WASHINGTON (AP) — Environmental Protection Agency chief Scott Pruitt laughed off questions Wednesday about whether he used his office to try to help his wife get a “business opportunity” with Chick-fil-A, while a close aide abruptly resigned amid new ethics allegations against her boss.

Pruitt said in a statement that his scheduler, Millan Hupp, had resigned. It came two days after Democratic lawmakers made public her testimony to a House oversight panel that Pruitt had her do personal errands for him, including inquiring about buying a used mattress from the Trump International Hotel.

Despite the mounting scandals, President Donald Trump continues to stand by Pruitt and lavished praise on him at a hurricane-preparedness briefing attended by Cabinet secretaries and agency heads.

“EPA is doing really, really well,” Trump told Pruitt on Wednesday. “And you know, somebody has to say that about you a little bit. You know that, Scott. But you have done — I tell you, the EPA is doing so well. … And people are really impressed with the job that’s being done at the EPA. Thank you very much, Scott.”

Pruitt is the subject of numerous ongoing federal ethics investigations over his lavish spending on travel and security, his dealings with subordinates and other matters.

The 26-year-old Hupp, described by former staffers as one of Pruitt’s closest and most loyal staffers, told the House panel that Pruitt had her ask about getting a mattress from the Trump International Hotel.

Pruitt also directed Hupp, an Oklahoman like her boss, to book a personal trip to the Rose Bowl for him and search for housing for him in the Washington area, she told the investigators.

Federal ethics codes prohibit having staffers conduct personal errands and bar officials from using their position for private gain.

Pruitt’s statement called Hupp “a valued member of the EPA team.” The EPA gave no reason for her departure.

Pruitt, in appearances before congressional panels this spring, has repeatedly blamed subordinates for his alleged ethical lapses.
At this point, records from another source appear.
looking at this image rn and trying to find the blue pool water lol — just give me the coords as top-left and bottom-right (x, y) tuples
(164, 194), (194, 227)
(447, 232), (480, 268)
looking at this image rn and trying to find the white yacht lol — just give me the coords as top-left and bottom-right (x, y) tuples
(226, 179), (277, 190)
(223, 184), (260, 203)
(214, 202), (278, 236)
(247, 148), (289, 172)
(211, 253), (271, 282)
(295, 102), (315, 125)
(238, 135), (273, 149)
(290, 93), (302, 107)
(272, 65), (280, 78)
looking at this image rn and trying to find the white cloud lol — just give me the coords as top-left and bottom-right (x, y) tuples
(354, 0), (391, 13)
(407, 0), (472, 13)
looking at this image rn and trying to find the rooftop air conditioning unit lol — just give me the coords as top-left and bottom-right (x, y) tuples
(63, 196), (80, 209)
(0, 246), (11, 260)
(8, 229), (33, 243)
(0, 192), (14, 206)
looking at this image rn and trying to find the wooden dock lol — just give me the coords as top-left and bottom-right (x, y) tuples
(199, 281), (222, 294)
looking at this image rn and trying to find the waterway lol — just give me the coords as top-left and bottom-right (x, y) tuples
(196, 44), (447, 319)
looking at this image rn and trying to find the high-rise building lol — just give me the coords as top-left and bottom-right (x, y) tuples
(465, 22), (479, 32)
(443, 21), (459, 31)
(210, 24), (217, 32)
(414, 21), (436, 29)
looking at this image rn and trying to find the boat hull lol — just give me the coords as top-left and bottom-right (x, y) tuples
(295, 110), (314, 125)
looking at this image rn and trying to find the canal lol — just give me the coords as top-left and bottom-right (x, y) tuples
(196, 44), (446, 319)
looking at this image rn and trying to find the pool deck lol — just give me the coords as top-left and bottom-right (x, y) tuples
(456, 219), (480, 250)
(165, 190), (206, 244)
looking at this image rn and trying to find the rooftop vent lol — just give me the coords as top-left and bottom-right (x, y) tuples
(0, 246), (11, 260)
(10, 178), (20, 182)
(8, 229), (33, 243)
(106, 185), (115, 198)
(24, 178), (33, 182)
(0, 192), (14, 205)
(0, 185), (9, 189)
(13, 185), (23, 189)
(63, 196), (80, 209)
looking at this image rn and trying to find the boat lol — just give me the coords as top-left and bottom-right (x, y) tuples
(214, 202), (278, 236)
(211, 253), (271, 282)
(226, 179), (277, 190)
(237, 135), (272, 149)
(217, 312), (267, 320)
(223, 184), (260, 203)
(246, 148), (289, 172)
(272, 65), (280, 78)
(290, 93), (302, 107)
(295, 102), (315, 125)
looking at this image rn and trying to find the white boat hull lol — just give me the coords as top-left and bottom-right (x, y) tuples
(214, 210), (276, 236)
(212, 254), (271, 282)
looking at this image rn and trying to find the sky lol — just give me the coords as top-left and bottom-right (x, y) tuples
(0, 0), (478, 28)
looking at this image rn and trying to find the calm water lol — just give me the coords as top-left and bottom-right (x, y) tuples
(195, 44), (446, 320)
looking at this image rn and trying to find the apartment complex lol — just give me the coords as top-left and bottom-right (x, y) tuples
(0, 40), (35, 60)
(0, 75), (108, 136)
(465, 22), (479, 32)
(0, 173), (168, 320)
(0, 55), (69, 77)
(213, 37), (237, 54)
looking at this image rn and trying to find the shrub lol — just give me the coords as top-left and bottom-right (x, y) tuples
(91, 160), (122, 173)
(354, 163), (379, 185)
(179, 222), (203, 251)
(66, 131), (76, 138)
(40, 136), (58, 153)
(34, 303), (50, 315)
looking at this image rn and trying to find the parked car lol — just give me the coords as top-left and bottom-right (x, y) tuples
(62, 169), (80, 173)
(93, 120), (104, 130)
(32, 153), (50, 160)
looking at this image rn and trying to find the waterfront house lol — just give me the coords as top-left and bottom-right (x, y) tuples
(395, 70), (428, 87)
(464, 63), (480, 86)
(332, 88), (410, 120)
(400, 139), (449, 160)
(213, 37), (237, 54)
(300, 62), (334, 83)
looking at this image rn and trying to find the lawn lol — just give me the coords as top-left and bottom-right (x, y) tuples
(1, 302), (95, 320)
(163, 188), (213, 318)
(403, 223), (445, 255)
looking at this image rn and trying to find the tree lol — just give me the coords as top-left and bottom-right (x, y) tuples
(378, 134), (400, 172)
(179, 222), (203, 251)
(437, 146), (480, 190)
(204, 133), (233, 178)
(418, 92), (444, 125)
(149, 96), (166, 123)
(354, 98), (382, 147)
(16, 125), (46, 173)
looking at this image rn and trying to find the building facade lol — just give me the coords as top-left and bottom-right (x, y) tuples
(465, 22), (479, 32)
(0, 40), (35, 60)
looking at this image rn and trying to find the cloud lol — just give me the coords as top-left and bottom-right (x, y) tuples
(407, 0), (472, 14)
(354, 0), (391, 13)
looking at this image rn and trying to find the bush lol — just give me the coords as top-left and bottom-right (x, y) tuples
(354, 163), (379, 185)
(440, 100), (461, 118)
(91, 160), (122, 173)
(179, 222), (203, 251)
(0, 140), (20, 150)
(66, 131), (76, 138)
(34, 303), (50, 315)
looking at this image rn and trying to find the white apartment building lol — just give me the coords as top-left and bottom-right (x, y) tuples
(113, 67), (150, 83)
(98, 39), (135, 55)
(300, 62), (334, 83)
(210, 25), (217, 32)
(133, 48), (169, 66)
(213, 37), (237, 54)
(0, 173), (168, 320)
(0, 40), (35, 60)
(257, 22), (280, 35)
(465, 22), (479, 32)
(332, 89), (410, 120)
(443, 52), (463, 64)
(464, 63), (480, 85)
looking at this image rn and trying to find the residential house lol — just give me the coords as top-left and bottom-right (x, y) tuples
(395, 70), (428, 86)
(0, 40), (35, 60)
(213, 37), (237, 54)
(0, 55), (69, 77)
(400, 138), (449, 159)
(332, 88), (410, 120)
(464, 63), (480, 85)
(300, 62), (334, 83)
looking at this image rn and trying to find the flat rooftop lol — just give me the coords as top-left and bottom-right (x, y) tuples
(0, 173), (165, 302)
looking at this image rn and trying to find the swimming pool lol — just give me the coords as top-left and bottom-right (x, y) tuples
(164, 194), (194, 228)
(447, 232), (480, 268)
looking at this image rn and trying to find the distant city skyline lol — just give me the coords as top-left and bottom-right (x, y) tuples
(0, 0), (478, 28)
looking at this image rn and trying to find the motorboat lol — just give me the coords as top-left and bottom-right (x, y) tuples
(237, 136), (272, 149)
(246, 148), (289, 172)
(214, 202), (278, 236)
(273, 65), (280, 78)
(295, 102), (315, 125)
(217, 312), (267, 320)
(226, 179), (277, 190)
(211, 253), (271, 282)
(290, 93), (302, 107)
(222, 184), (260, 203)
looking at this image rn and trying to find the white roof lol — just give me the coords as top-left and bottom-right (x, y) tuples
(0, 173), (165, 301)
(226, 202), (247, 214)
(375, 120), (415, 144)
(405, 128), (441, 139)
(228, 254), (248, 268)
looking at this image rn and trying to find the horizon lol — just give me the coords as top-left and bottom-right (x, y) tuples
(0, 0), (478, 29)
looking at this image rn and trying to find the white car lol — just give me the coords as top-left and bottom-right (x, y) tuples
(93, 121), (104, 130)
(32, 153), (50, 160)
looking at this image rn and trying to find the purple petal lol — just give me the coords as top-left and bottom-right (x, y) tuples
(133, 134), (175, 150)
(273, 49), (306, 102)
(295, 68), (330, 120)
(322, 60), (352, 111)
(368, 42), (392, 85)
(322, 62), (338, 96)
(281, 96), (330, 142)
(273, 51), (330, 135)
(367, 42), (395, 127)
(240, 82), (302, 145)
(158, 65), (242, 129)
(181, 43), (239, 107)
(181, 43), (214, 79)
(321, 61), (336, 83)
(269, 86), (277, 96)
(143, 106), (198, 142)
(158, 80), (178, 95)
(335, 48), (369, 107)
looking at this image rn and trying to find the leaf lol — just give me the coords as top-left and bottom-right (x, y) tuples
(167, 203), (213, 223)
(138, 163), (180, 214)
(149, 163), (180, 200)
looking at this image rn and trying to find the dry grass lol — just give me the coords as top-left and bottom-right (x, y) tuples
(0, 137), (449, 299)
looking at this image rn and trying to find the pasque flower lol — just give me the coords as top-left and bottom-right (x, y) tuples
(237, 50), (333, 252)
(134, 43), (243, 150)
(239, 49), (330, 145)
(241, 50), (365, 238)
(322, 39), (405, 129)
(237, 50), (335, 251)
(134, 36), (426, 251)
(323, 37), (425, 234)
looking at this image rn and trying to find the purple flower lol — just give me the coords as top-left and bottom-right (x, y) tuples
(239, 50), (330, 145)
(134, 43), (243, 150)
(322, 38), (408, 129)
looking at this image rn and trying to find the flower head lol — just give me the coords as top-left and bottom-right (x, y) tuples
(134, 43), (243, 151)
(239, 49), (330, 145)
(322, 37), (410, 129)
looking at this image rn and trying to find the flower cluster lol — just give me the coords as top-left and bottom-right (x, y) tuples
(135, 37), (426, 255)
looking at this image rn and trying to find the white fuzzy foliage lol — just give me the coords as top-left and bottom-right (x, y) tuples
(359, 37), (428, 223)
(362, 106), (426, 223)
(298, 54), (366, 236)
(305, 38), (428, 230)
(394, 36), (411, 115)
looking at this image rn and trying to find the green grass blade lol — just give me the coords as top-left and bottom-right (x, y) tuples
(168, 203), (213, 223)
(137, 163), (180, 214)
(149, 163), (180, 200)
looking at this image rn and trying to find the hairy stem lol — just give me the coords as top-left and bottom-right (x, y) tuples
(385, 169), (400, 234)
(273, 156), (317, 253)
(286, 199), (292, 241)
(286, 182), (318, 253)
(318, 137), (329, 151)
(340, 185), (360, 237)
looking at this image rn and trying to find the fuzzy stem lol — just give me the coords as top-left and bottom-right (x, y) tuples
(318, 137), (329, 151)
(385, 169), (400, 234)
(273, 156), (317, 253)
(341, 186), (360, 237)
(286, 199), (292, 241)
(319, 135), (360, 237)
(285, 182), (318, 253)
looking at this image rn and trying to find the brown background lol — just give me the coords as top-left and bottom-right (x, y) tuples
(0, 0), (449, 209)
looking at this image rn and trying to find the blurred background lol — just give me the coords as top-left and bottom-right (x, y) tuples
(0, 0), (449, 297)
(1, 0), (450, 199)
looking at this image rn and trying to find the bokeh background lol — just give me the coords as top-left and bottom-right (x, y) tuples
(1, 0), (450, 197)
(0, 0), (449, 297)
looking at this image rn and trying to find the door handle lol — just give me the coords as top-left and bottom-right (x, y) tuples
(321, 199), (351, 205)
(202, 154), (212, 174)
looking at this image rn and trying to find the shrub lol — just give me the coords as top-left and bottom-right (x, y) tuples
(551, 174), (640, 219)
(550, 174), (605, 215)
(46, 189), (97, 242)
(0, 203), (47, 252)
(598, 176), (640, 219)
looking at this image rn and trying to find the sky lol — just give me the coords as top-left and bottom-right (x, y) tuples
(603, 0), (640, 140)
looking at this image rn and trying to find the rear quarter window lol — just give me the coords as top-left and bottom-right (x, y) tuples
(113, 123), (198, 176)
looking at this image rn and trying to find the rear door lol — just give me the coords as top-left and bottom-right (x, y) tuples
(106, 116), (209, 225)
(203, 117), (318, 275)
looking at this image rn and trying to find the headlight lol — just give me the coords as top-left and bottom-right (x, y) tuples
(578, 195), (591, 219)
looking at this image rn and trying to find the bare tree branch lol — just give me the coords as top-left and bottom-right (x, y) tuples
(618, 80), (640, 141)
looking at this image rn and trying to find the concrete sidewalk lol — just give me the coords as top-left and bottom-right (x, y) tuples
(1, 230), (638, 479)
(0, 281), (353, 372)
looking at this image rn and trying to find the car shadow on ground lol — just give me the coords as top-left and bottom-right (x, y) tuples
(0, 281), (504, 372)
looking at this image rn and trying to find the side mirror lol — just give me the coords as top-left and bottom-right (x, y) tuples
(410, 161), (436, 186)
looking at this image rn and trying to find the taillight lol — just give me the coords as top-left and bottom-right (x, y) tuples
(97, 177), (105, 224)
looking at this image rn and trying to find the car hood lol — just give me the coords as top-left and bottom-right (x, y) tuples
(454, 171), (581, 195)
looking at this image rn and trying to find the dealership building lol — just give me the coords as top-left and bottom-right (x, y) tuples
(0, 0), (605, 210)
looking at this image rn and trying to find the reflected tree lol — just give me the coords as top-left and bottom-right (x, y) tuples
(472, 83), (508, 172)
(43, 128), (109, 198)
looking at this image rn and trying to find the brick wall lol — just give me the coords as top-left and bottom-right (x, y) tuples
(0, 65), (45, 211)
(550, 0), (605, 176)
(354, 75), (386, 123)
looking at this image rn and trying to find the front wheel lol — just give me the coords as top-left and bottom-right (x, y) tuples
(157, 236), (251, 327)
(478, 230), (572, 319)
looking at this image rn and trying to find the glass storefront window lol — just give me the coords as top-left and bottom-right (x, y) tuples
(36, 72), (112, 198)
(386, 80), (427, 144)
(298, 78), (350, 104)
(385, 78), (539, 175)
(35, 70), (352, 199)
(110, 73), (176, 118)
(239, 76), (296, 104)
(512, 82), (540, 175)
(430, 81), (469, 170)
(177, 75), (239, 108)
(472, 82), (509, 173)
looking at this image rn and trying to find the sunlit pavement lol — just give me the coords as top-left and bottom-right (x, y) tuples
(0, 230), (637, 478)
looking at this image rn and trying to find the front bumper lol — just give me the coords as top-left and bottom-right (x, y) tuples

Three other senior Pruitt staffers resigned earlier this spring.

Earlier Wednesday, Pruitt laughed when asked about new reports that he used his position as an agency head to try to get a Chick-fil-A franchise for his wife.

“I mean, look, my wife is an entrepreneur herself. I love, she loves, we love Chick-fil-A as a franchise of faith,” he told a reporter for Nexstar Media Group, which owns local television stations around the country. He said more are needed in his hometown of Tulsa, Oklahoma, and around the country.

The reporter posted a video of the interview on Twitter.

They were his first comments since recently released EPA emails revealed that he asked another top aide at EPA to inquire about a “business opportunity” with the fast-food company. A former EPA deputy chief of staff, Kevin Chmielewski, said Pruitt had been seeking a Chick-fil-A franchise for his family.

Pruitt, the former attorney general of Oklahoma, suggested the unending stream of news reports about him and new federal investigations were political.

“I just think that with great change comes, you know, I think, opposition,” he said.